What About Non-Breeding Horses?
Geldings, stallions not actively breeding, and non-pregnant mares tolerate endophyte-infected fescue far better than pregnant mares. They can still experience some effects, including reduced weight gain, lower feed intake, elevated body temperature, increased respiration rates, and excessive salivation during hot weather. The restricted blood flow caused by ergovaline can also make it harder for horses to regulate body temperature in summer, since blood flow to the skin is part of how they cool down.
These effects are generally manageable and often go unnoticed in horses that aren’t under reproductive stress. Many horse owners graze non-breeding stock on KY-31 pastures without obvious problems, though performance and comfort during summer heat may quietly suffer.
Managing Pregnant Mares on Fescue Pastures
If your pastures contain endophyte-infected tall fescue, remove pregnant mares 60 to 90 days before their expected foaling date. Move them to a fescue-free pasture, a dry lot, or feed them hay that is not from infected fescue fields. This window gives the mare’s body time to clear the effects of ergovaline and restore normal prolactin levels before delivery.
If pasture removal alone isn’t enough or isn’t practical, a veterinarian can prescribe domperidone, an FDA-approved medication for horses that counteracts the prolactin-suppressing effects of ergovaline. It’s given orally once daily, starting 10 to 15 days before the expected foaling date, and can continue for up to 5 days after foaling if the mare isn’t producing adequate milk. This is a safety net, not a substitute for getting mares off infected pasture when possible.

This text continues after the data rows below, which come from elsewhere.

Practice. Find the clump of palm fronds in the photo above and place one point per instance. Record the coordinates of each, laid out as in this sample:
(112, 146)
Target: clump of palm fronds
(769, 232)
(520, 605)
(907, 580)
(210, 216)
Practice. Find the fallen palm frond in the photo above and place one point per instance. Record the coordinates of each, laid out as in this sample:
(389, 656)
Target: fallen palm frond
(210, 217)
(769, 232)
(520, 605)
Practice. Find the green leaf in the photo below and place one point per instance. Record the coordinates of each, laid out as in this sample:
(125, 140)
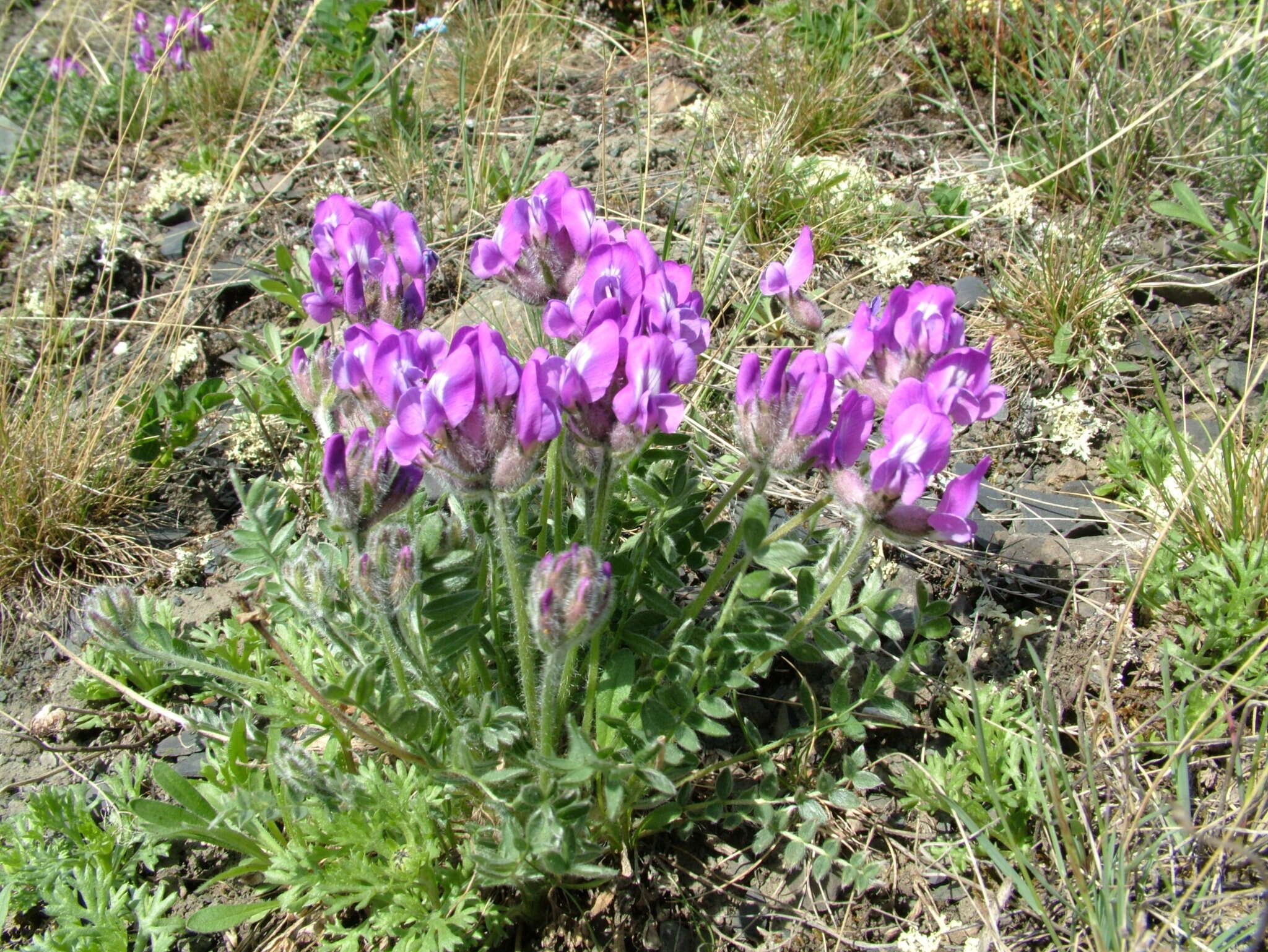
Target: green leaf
(753, 522)
(181, 791)
(614, 689)
(1062, 344)
(756, 585)
(783, 554)
(222, 918)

Better Fescue Options for Horse Farms
If you’re establishing new pasture or renovating old KY-31 stands, you have two main alternatives: endophyte-free fescue and novel-endophyte fescue.

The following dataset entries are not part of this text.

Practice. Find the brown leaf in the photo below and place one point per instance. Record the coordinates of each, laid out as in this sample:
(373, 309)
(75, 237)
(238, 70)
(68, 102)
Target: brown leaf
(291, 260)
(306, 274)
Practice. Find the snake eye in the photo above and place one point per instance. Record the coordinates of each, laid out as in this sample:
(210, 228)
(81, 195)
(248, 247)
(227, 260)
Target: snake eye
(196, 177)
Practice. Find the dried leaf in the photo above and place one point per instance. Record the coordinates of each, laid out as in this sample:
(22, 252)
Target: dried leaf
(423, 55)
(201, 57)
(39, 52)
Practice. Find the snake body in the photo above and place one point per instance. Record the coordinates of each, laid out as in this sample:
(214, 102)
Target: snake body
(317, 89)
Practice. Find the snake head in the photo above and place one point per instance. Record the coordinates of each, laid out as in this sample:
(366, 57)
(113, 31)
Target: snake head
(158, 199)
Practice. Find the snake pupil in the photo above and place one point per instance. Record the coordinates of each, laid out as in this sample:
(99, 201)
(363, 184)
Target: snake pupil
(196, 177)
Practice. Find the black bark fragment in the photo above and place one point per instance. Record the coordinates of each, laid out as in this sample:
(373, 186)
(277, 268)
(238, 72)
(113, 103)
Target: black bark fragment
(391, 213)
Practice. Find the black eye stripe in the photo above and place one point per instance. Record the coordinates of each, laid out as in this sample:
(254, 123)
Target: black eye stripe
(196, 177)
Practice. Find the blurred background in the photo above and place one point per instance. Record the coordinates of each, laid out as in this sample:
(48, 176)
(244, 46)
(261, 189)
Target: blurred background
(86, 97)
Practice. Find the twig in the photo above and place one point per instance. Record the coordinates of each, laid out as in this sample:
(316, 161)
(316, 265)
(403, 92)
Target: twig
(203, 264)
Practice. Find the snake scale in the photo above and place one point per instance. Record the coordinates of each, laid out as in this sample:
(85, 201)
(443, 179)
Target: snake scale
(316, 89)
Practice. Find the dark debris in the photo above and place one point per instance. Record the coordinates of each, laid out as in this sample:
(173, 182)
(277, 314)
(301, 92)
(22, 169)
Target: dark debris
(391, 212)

Endophyte-free varieties were the first solution developed in the 1980s and 1990s. They eliminated the toxic fungus entirely, but they also lost the toughness the endophyte provided. Without it, the grass has weaker seedling vigor, lower persistence under drought and heavy grazing, and shorter stand life. Endophyte-free fescue works best in multispecies forage mixtures, short crop rotations, or the most temperate parts of the fescue belt where environmental stress is lower.
Novel-endophyte varieties are the more practical long-term solution. These grasses contain a different strain of endophyte that still provides the plant with drought tolerance, insect resistance, and persistence, but does not produce ergot alkaloids. One example is the Protek endophyte, which was confirmed to be safe for animals while maintaining a stable relationship with its host plant. Novel-endophyte fescues retain the agronomic benefits of KY-31 without the toxicity. They cost more to establish, so it’s worth investing in good pasture management (rotational grazing, avoiding overgrazing, proper soil fertility) to protect your investment and keep the stand productive for years.
For horse farms where fescue makes agronomic sense, novel-endophyte varieties offer the closest thing to a best-of-both-worlds option: a durable, productive grass that won’t put your horses at risk.